In order to use linear regression, we need data that is generated from a linear model. This does not mean that all the data points fall on the same exact line, but it does mean that a scatterplot of the data shows a general trend that seems to be increasing linearly. One way to generate data that would be appropriate for linear regression is to find points that fall on the same straight line, then bump those points up or down by a small amount.

For our experiment, we will generate data in this way.
Let $\alpha$ and $\beta$ be the true slope and intercept, respectively.
Generate data by randomly choosing $x$ values from the interval $[-10, 10]$ and calculating corresponding $y$ values using the formula:
$$
y_i = \alpha x_i + \beta + \epsilon_i
$$
where each $\epsilon_i$ is a random noise term uniformly drawn from the interval $[-\delta, \delta]$.


## Task:

Below we will outline the different components you need to code in order to complete this question.

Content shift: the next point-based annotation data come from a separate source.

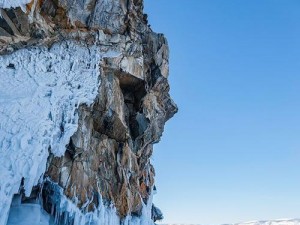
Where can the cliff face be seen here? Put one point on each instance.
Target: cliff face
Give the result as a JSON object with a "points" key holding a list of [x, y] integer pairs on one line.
{"points": [[97, 151]]}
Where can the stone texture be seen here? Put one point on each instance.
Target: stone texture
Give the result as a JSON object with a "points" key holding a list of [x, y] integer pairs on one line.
{"points": [[110, 152]]}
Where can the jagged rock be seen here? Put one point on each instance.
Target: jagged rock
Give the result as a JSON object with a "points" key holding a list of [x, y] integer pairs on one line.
{"points": [[109, 154]]}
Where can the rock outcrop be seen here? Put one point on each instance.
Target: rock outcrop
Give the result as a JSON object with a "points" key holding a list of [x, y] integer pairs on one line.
{"points": [[108, 157]]}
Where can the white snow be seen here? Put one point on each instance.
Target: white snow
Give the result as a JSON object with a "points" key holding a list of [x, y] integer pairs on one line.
{"points": [[13, 3], [40, 91], [273, 222], [103, 215]]}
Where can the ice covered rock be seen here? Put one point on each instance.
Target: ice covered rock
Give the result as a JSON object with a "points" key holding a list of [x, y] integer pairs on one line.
{"points": [[84, 96]]}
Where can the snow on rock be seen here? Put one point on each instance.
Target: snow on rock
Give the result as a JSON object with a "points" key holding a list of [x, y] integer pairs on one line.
{"points": [[13, 3], [272, 222], [66, 212], [40, 91]]}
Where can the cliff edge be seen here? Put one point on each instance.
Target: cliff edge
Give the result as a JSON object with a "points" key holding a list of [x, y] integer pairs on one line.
{"points": [[84, 95]]}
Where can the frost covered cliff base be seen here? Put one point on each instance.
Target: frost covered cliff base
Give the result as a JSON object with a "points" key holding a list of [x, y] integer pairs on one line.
{"points": [[265, 222], [84, 96]]}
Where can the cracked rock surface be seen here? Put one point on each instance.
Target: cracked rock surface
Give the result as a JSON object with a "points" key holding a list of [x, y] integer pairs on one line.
{"points": [[109, 154]]}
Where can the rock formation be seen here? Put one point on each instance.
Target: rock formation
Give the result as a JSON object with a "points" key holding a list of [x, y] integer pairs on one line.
{"points": [[101, 153]]}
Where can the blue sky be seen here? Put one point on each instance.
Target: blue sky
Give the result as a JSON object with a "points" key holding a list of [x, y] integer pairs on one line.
{"points": [[232, 153]]}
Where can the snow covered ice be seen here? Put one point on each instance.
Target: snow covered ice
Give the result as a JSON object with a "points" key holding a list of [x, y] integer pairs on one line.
{"points": [[40, 91]]}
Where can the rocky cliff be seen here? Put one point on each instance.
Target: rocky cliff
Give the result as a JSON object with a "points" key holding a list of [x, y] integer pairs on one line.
{"points": [[84, 96]]}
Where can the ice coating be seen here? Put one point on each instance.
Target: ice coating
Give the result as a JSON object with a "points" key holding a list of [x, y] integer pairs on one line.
{"points": [[40, 91]]}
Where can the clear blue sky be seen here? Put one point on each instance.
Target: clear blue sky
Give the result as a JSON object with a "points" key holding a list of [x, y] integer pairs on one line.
{"points": [[232, 153]]}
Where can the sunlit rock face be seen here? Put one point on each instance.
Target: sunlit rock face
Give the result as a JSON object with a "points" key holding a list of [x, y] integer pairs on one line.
{"points": [[86, 81]]}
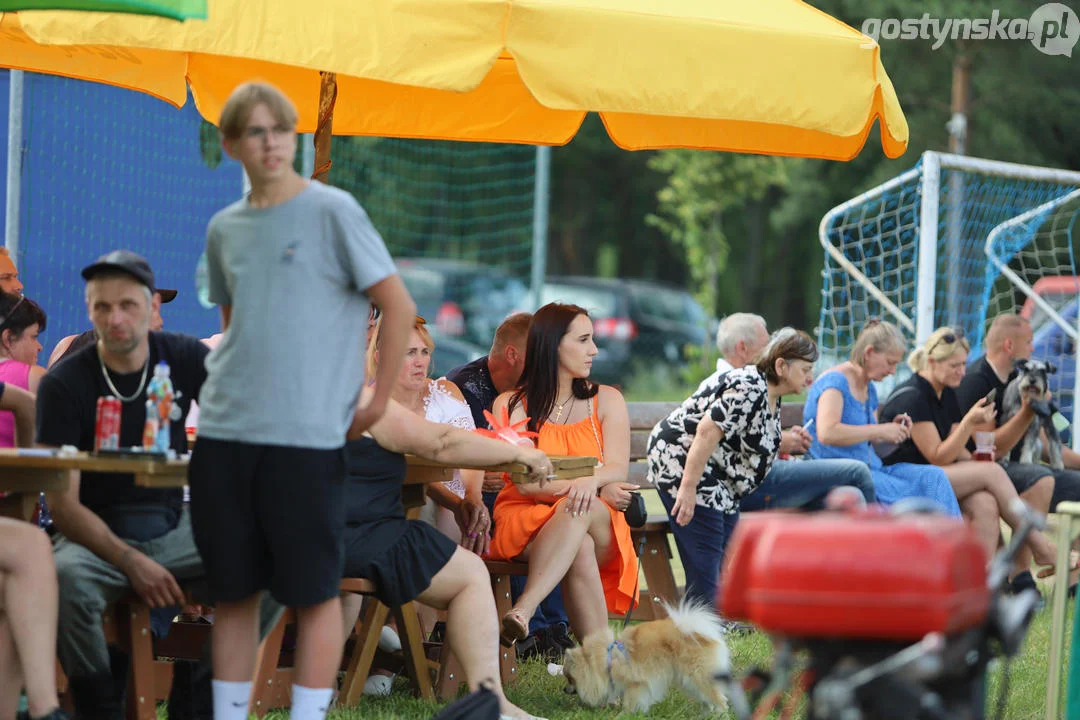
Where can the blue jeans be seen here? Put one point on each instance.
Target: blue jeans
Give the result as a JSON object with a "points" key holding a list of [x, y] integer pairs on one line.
{"points": [[701, 544], [804, 484], [551, 610]]}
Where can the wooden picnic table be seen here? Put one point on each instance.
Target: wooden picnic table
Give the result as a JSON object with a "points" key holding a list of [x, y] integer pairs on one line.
{"points": [[32, 471]]}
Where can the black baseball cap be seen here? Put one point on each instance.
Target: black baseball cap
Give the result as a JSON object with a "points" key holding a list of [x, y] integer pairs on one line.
{"points": [[133, 265]]}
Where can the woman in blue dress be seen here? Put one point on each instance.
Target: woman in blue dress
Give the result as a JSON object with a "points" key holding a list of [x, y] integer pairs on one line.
{"points": [[840, 415]]}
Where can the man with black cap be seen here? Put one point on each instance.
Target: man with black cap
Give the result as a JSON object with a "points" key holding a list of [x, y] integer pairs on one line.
{"points": [[115, 537], [72, 342]]}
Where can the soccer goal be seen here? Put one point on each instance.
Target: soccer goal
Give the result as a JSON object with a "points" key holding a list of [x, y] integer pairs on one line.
{"points": [[954, 241]]}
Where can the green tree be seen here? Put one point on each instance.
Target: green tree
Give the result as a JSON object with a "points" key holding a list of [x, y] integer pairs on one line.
{"points": [[702, 189]]}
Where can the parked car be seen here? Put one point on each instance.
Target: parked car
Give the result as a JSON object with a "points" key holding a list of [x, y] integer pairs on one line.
{"points": [[634, 321], [462, 300]]}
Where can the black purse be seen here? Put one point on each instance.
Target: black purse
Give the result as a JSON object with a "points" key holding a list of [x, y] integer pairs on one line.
{"points": [[481, 705], [636, 515]]}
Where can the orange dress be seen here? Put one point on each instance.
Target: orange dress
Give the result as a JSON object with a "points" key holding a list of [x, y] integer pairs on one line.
{"points": [[518, 518]]}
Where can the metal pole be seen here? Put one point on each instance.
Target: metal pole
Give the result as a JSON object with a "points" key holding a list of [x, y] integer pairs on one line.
{"points": [[928, 247], [307, 154], [541, 198], [16, 79]]}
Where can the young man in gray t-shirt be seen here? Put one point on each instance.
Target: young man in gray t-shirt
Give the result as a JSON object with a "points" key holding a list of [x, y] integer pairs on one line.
{"points": [[292, 267]]}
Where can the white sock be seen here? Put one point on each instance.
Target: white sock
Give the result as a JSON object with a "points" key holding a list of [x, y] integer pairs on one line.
{"points": [[230, 700], [309, 703]]}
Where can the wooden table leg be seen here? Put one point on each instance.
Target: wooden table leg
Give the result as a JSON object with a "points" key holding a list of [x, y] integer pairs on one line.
{"points": [[363, 651], [416, 661]]}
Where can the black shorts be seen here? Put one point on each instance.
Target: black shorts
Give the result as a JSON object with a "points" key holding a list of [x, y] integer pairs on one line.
{"points": [[268, 517], [1066, 481]]}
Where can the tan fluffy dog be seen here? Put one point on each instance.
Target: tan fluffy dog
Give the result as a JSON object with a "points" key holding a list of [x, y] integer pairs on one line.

For each component we provide a function heading, which you need to complete, including defining the function arguements (inputs).

### **Generate Data:**
   - Randomly generate the true values $\alpha$ and $\beta$.
   - Generate $n$ data points using the relationship above, where $\epsilon_i$ represents noise added to the true model.


In [None]:
alpha = np.random.uniform(1.0,5.0)
beta = np.random.uniform(0.0,10.0)

def generate_data():




### **Fit a Linear Model:**
   - Using the generated data, find the optimal slope $w_1^*$ and intercept $w_0^*$ by explicitly calculating the least squares estimates for a linear model:
   $$y = w_1x + w_0$$


In [None]:
def find_optimal_slope():



def find_optimal_intercept():




### **Evaluate the Fit:**

To evalaute the quality of the solution, calculate the Empirical Risk $R_sq(w^*_0,w^*_1)$.





In [None]:
def calculate_mse():

### **Plotting**

- Plot the generated data points, the true line $y = \alpha x + \beta$, and the fitted line $y = w_1^*x + w_0$ on the same plot.


In [None]:
def plot_fit():


## Experiments:
You will need to include in the latex the plots that you generate in this question.

- For each experiment below, report the estimated slope $a$ and intercept $b$, and compare them with the true values $\alpha$ and $\beta$.


### **Experiment 1: Varying the Number of Points**
   - Fix the uniform noise interval $\delta = 1$.
   - Vary the number of points $n = 2,5,7,10, 20, 50, 75, 100$.
   - For each value of $n$, generate data, fit the model, calculate MSE, and plot MSE as a function of $n$.
   - Generate 1 plot with 8 different subplots, one for each value of $n$, subplot each showing the true model, generated data points with noise, and the predicted model.

### **Experiment 2: Varying the Noise Interval**
   - Fix the number of points $n = 100$.
   - Vary the uniform interval $\delta = 0.1, 1, 5, 10$.
   - For each value of $\delta$, generate data, fit the model, calculate MSE, and plot MSE as a function of $\delta$.
   - Generate 1 plot with 4 subplots, one for each value of $\delta$, each subplot such showing the true model, generated data points with noise, and the predicted model.







In the latex,

- discuss how adding more data points improves the fit, and
- how increasing noise impacts the model's accuracy.